Tuesday, 5 March 2013

Endnote to Latex Transfer

Peter Robejsek very kindly send me an email recently outlining a problem he had, and a solution he came up with, to transfer a Word document with Endnote references to LaTeX using an applescript?

Since at the time I had a fairly large (100+ pages) document already written in Word and wanted to transition to LaTeX I faced the problem of having to replace all the citations. Obviously doing this manually would have been terrible, so I wrote a bit of AppleScript to automatize the whole thing with the help of Excel.

I thought it might be useful for others as well especially given the large number of Mac users these days. So if you would care to publish it on the blog, please do so (if not, that's also fine). The code is not very polished since I had never written any AppleScript before and I am sure the whole strategy could be improved but back when I worked it out I was looking for a quick rather than an elegant solution.

So, here is the description and the script below in plain text. Any comments, please let me know.


This document gives a step by step procedure how to go about exporting a library from Endnote into JabRef and using that to generate BibTex. In the second part (steps 3 & 4) we show how to take an existing word document with Endnote bibliography and replace the references automatically by LaTeX code references. It is assumed that the natbib style is to be used with LaTeX and that the user is on a mac operating system.

1. Endnote
Need to get Endnote Reference Number, Author first name, date and Bibtex key into the same excel spreadsheet
a) start with Endnote. Here create an export output style (e.g. go to the finder, Usr/Applications/Endnote/Styles/BibTeXExport.ens and create copy; Rename to BibTeXExportToJabref.ens or something like that)
b) In Endnote go to Edit->Output Styles->Open Style Manager and select the newly created output style
c) In Endnote apply the new output style to your current library and go to Edit->Output Styles-> edit"new output style"
d) For every entry in the Bibliography.Templates category add another field like "|   `endnotekey = `{Record Number}" as well as a "," after the preceding field entry.

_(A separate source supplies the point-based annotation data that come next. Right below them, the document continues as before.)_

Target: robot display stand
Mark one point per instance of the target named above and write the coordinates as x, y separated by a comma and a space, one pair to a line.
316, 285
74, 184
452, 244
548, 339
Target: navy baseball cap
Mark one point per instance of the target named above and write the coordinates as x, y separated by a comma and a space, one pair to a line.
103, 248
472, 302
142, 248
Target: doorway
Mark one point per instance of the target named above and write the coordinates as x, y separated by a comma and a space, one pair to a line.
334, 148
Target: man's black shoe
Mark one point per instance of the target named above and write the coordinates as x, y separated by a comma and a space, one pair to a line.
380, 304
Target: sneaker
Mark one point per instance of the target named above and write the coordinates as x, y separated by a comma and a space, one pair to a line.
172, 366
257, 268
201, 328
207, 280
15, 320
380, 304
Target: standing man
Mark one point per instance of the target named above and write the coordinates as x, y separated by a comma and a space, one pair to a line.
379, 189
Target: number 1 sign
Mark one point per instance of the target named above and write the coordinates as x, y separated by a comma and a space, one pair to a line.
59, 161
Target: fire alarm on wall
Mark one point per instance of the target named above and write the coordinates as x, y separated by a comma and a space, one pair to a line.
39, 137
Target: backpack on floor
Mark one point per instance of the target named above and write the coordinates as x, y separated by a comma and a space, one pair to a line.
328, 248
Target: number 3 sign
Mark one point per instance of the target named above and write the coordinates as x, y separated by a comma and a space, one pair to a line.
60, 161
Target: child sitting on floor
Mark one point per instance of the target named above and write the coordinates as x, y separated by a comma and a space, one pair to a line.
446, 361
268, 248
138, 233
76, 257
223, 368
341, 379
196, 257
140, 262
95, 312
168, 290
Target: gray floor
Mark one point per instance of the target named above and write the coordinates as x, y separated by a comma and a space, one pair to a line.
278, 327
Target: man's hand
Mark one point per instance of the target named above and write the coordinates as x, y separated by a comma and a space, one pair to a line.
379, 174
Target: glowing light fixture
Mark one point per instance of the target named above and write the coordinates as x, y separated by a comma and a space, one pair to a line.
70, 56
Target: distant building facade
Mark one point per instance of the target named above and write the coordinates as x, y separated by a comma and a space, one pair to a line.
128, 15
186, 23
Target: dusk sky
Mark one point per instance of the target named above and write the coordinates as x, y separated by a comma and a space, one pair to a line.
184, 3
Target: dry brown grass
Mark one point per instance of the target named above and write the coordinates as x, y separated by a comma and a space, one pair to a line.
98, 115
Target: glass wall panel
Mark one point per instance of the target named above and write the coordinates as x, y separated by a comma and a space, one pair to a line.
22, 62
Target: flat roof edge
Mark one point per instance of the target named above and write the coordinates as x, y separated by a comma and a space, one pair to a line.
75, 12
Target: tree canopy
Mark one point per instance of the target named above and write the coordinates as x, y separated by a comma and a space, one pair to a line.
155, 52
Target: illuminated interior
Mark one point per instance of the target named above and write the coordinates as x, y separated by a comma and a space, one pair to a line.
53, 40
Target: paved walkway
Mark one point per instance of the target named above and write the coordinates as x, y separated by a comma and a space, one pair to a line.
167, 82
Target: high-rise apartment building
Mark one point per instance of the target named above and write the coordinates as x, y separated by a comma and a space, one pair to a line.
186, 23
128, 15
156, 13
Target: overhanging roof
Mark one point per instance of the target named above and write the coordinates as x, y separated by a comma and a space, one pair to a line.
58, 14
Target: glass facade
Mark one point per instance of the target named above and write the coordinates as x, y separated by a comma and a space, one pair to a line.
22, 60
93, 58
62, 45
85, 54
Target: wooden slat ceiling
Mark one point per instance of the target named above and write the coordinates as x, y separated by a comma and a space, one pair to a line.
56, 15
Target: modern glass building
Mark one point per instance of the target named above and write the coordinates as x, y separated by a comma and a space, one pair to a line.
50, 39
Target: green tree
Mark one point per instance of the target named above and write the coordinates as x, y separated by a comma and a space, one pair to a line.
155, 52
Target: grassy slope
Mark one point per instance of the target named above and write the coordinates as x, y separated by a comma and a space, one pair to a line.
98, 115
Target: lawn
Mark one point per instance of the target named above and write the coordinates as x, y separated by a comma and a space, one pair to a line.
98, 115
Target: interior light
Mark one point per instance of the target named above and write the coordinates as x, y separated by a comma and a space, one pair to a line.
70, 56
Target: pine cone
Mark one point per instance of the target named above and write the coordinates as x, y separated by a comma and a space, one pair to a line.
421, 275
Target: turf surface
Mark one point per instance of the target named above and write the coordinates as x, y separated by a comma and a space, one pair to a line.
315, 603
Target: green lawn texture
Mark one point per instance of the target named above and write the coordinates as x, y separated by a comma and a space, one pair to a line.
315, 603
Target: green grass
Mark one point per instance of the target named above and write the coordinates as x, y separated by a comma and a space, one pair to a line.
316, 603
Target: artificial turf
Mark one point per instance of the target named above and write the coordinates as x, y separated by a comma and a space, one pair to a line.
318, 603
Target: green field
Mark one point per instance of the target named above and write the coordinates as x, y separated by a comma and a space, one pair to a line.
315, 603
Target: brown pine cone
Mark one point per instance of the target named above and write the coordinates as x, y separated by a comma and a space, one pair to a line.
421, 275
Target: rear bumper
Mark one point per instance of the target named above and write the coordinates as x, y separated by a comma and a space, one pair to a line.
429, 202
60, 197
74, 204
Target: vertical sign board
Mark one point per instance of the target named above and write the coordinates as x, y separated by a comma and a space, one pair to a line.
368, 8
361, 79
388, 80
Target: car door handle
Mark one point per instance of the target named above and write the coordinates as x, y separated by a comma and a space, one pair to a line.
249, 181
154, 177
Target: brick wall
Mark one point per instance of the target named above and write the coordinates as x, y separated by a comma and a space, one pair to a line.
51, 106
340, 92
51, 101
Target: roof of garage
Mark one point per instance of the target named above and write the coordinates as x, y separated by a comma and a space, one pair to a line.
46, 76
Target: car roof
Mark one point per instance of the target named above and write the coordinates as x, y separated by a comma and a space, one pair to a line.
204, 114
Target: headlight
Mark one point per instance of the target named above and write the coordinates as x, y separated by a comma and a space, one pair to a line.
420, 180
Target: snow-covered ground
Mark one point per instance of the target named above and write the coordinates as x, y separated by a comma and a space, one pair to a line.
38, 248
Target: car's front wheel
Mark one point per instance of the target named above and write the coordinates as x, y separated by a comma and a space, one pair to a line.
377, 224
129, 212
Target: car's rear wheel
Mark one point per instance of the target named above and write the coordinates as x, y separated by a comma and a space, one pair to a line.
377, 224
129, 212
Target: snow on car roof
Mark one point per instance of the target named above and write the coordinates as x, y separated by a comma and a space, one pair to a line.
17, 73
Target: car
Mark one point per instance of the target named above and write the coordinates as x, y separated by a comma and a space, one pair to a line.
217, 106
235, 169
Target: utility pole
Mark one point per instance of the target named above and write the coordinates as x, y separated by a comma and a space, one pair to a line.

The result will look like this:

|   `keywords = `{Keywords},
|   `year = `{Year},
|   `url = `{URL},
|   `endnotekey = `{Record Number}
e) Export this file from endnote as a .txt file using your newly created output style.

2. JabRef
a) add "endnotekey" field: Go to Options-> Set General Fields and type into the line beginning with "general": ";endnotekey"
b) make the field visible in Jabref: Options -> Preferences -> Entry Table Columns -> add field "endnotekey"
c) Autogenerate BibTex keys. The resulting library file will be used with LaTeX
d) also avoid having the url and note fields show up in the bibliography by going to Tools->Set/Clear/Rename Fields and set all fields to " " with overwrite active.
e) create a copy of this library file. When that is done open in JabRef and rename the "endnotekey" field. This is necessary so that its contents can be exported to *.csv. This is done by: Going to Tools -> Set/Clear/Rename Fields and renaming the "endnotekey" field to "note". This will transfer the Endnote Reference Numbers to the field note. Some entries in the database may already have text in "note" however. In this case this needs to be deleted first: Tools -> Set/Clear/Rename Fields-> Clear Fields+overwrite existing values.
f) Export the .bib library as a .csv library

3. Excel
a) import the *.csv library into excel. Delete all columns except for "Identifier" (=Bibtexkey), "Author", "Year" and "note".
b) assuming the fields remaining are in the order as above with one header row, enter the following formula in E2: =LEFT(B2;SEARCH(",";B2;1)-1. This should obtain for us the last name of the first author.
c) Then enter this formula into F2: =CONCATENATE("{";E2;", ";C2;" #";D2;"}"). This will give us the same format as an unformatted Endnote citation. also into G2: =CONCATENATE("{";E2;", ";C2;" #";D2;"@@author-year}") to get the endnote formatted author year style. Also in J, K and L =CONCATENATE("{";E2;", ";C2;" #";D2;";"), =CONCATENATE(E2;", ";C2;" #";D2;";") and =CONCATENATE(E2;", ";C2;" #";D2;"}") to get the cases where there are "mass citations" i.e. more authors in one set of brackets.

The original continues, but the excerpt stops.